Today, we put up our Christmas tree, which the girls enjoyed immensely. I took on the task of polishing the Wallace silver bells, which have been a family tradition since I was a wee lad. We have the annual bell from 1981 through 1991.
While I was on the subject of polishing silver, my thoughts turned to my penguins, a set that I got from Restoration Hardware about 10 years ago. I have 2 of them that hold a small dish, and another 2 that hold a pair of candles each. They’re cast brass with silver plate, and the silver is badly tarnished. A few years ago, I tried to polish them using silver polish, but that required enough elbow grease to lube a semi, so I gave up on that idea.
So, I googled for a way to do it by soaking them in something. I found a tip that involved lining a container with aluminum foil and making a solution of hot water, salt, and banking soda. After about 5 minutes, I pulled the first penguin out of the soup, and wiped off a swath of tarnish with a light pass of my thumb. “Whoa,” I say, and start attacking the bird with a cloth. I replenish the salt and baking soda and put it in for a while longer. By the time I got done wiping it the second time, it was back to its original shiny glory. I am excited.
<nerd>
Since I’m a big ol’ geek, I start to wonder what the chemistry of this is, and how damaging it is to the silver, as the page where I found it recommended not going overboard with it on silverplated items.

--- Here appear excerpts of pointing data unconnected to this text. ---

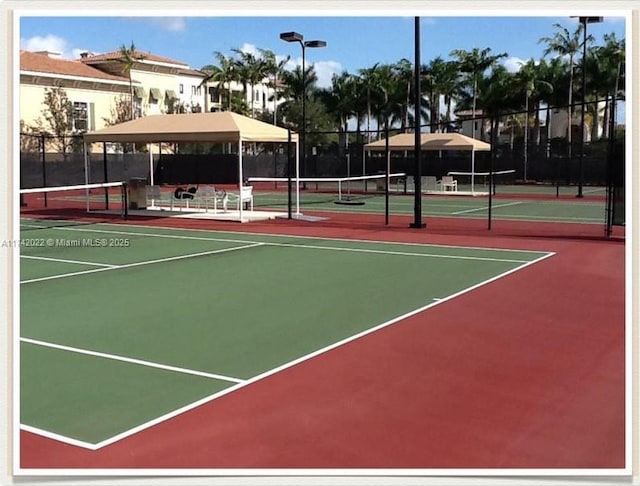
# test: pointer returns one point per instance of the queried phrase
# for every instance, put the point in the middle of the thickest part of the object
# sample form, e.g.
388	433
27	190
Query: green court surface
505	208
123	326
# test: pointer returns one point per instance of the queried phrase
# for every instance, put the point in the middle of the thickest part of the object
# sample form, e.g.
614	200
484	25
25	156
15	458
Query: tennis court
123	326
506	207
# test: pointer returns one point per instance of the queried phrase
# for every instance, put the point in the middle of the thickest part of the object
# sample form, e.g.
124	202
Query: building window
80	116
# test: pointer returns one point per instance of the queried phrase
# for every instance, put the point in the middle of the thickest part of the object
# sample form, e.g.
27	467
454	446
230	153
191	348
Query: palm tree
442	83
404	79
529	80
475	63
340	102
608	61
368	79
274	69
251	71
222	74
565	43
128	58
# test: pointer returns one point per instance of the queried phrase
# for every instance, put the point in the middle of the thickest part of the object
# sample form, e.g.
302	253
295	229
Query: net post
417	200
43	142
289	216
125	201
106	177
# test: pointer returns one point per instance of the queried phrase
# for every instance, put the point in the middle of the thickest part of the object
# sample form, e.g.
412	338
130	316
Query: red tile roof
115	55
40	62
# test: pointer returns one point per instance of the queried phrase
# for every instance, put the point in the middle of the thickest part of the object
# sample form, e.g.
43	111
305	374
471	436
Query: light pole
584	21
295	37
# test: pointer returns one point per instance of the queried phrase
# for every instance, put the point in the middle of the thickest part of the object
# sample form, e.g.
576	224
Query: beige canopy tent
218	127
433	141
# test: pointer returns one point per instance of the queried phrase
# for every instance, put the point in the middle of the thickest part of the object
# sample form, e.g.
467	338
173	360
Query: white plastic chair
448	183
156	197
210	198
245	196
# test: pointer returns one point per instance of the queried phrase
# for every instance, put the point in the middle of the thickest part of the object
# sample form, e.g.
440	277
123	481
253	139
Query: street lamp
584	21
295	37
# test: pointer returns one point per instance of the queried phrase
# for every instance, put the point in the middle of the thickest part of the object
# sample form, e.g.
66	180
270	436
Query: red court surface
526	372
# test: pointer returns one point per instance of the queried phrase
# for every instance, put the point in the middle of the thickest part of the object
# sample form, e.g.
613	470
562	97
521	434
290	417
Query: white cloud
324	69
49	43
172	24
249	49
513	64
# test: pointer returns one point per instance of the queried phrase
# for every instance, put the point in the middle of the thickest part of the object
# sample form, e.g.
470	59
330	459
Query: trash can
138	193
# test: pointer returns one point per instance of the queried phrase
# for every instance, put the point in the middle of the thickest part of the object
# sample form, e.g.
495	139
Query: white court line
61	260
140	362
138	264
485	208
400	253
226	391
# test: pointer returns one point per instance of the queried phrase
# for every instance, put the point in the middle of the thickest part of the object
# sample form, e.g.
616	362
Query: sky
353	42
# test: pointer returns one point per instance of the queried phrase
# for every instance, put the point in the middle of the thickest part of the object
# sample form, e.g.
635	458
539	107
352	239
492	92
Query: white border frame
370	8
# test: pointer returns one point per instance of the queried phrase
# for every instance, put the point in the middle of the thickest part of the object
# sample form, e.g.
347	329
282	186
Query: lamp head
291	37
315	44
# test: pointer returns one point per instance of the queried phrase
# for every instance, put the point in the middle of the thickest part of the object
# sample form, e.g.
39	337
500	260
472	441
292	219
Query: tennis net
273	191
108	198
481	180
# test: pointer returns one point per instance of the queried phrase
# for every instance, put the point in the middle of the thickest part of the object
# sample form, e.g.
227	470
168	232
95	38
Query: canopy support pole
240	204
297	179
151	177
86	174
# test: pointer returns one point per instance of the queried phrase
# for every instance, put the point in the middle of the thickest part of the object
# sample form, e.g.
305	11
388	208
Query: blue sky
353	42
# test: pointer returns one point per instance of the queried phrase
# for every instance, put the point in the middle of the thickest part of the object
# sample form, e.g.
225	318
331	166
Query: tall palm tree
368	80
128	58
565	43
475	63
528	79
274	69
222	74
404	78
442	84
609	66
340	101
251	69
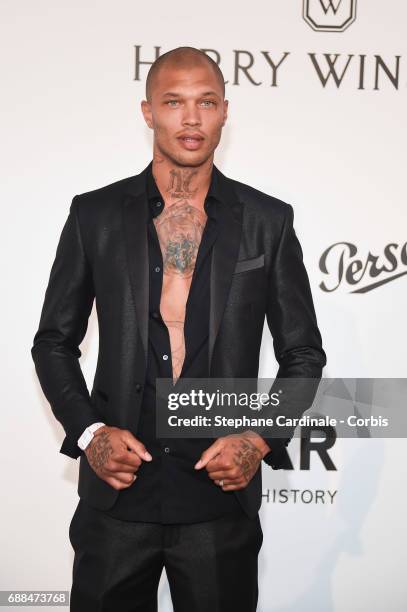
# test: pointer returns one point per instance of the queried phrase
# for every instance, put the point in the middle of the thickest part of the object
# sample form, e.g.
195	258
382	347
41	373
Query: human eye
208	103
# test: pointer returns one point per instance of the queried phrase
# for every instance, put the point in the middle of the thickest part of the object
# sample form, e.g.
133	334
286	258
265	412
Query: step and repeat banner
317	118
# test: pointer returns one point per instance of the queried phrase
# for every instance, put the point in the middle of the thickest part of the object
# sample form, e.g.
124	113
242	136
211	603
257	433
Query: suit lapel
135	221
224	255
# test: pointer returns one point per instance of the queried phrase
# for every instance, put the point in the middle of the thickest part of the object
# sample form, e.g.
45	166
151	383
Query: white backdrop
72	123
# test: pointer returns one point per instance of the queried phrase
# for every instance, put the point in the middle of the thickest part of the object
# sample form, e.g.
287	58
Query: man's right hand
115	455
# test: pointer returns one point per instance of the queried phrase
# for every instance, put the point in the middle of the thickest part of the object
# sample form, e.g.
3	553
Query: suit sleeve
63	323
296	338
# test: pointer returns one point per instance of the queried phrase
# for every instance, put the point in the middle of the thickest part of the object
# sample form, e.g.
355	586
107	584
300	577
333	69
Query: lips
191	141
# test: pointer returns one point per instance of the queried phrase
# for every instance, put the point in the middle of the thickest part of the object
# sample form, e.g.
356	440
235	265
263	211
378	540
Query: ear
147	113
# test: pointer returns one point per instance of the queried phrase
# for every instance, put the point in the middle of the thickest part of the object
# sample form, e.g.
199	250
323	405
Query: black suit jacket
257	271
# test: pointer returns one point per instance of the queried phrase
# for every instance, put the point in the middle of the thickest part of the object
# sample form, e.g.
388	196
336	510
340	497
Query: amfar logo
329	15
346	267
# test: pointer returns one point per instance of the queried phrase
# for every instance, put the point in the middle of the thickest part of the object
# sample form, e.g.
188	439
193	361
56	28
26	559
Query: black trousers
210	566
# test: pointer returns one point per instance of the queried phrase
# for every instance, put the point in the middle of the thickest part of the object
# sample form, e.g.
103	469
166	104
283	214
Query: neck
182	182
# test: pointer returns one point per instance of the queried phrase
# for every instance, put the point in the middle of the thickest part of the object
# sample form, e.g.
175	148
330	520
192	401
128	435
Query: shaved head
186	58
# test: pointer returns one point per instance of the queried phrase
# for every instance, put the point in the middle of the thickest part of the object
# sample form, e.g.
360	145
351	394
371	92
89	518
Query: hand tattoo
246	456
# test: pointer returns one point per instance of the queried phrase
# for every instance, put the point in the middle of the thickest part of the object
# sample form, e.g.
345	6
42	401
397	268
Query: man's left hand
232	461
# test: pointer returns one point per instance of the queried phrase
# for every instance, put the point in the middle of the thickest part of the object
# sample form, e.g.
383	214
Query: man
184	265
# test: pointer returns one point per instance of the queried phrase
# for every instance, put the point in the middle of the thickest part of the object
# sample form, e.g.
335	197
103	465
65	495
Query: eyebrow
177	95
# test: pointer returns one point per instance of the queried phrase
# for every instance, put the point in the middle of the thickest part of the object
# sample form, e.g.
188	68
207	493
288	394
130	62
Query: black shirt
168	489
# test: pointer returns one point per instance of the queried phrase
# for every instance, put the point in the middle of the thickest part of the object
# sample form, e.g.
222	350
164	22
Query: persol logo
273	69
343	266
329	15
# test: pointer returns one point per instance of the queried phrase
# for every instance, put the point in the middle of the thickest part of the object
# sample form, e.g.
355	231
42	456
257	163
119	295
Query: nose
191	115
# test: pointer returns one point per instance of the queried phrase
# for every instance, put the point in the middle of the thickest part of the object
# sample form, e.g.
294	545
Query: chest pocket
253	263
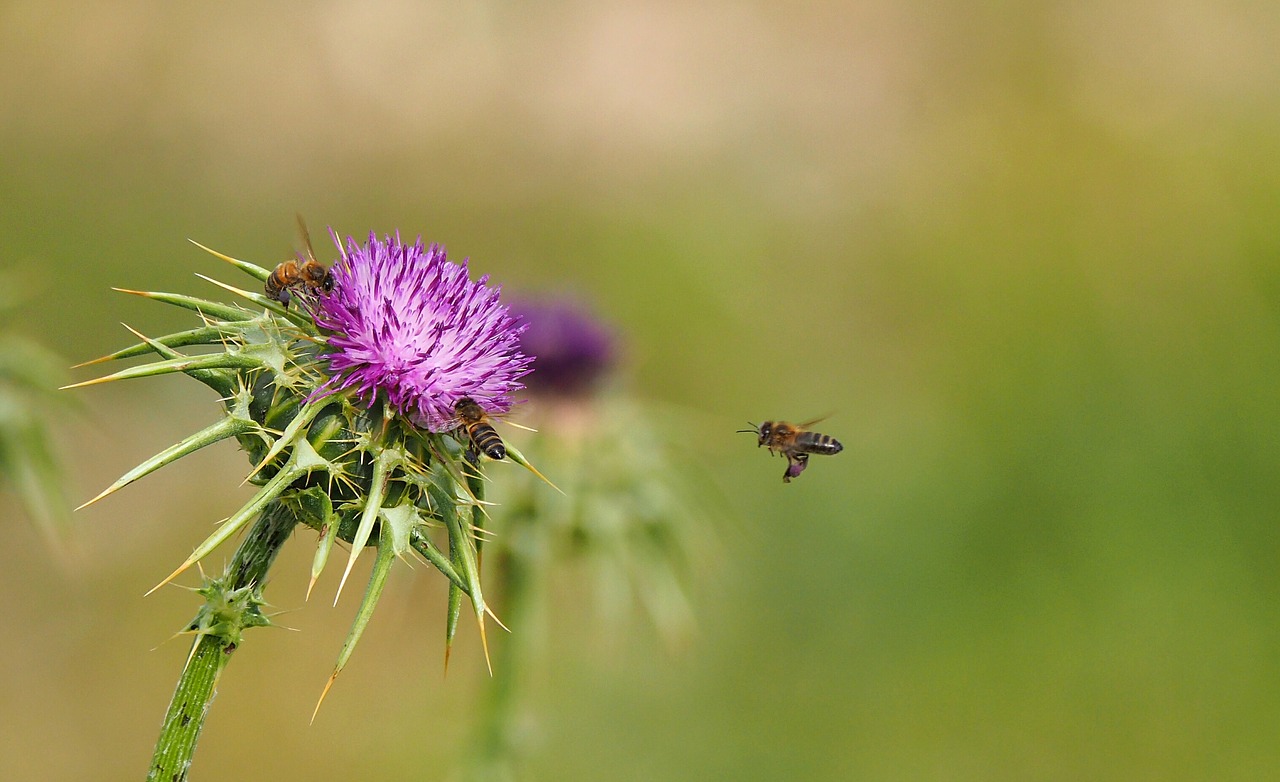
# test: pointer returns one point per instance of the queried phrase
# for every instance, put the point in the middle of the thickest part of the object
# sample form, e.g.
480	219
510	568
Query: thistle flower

Luckily, my dad shows up on IM and I ask him. I’m not even as big a geek as my parents are, if you can believe that. Both my parents have graduate degrees in scientific fields, and my mom has a PhD as well. My grandfather on my dad’s side was a metallurgist, so my dad more than likely knew about this particular trick.
Sure enough, he tells me that this was a trick his dad used all the time. I figure if a metallurgist used this, it can’t be all bad. As it turns out, unlike using silver polish, which removes the tarnished silver altogether, this process retains all the original silver.
Tarnished metals are usually sulfides. In this case, the tarnish is silver sulfide (Ag2S). The solution described above sets up a cathodic battery reaction, wherein the alkaline water (due to the baking soda) is the electrolyte. The salt isn’t strictly necessary, but it may help the electrolytic process.
Here’s where the magic happens. In a alkaline solution, the aluminum is electrochemically more aggressive than the silver, and actually goes in and displaces the silver in the tarnish and replaces it with aluminum atoms, forming aluminum sulfide (Al2S3). The silver atoms then return back to the plating on the object and the aluminum sulfide wipes off quite easily.
When I dumped the water out, it stunk of sulfur, with an odor that was very similar to methyl mercaptan, which is what they use to make natural gas smell bad. Given that we have a natgas stove, furnace, water heater, and dryer, I have a strong suspicion where the sulfur that tarnished the penguins came from 🙂 Removing the foil showed a lot of pitting where the metal had been removed to go join its sulfur buddies.
For grins, I stuck a voltmeter with the anode probe on the aluminum and the cathode probe in the water, and it started out at about .3V, and it steadily kept climbing. After about half an hour, the meter was reading about half a volt.
So, I got to have science fun, AND get my penguins shiny.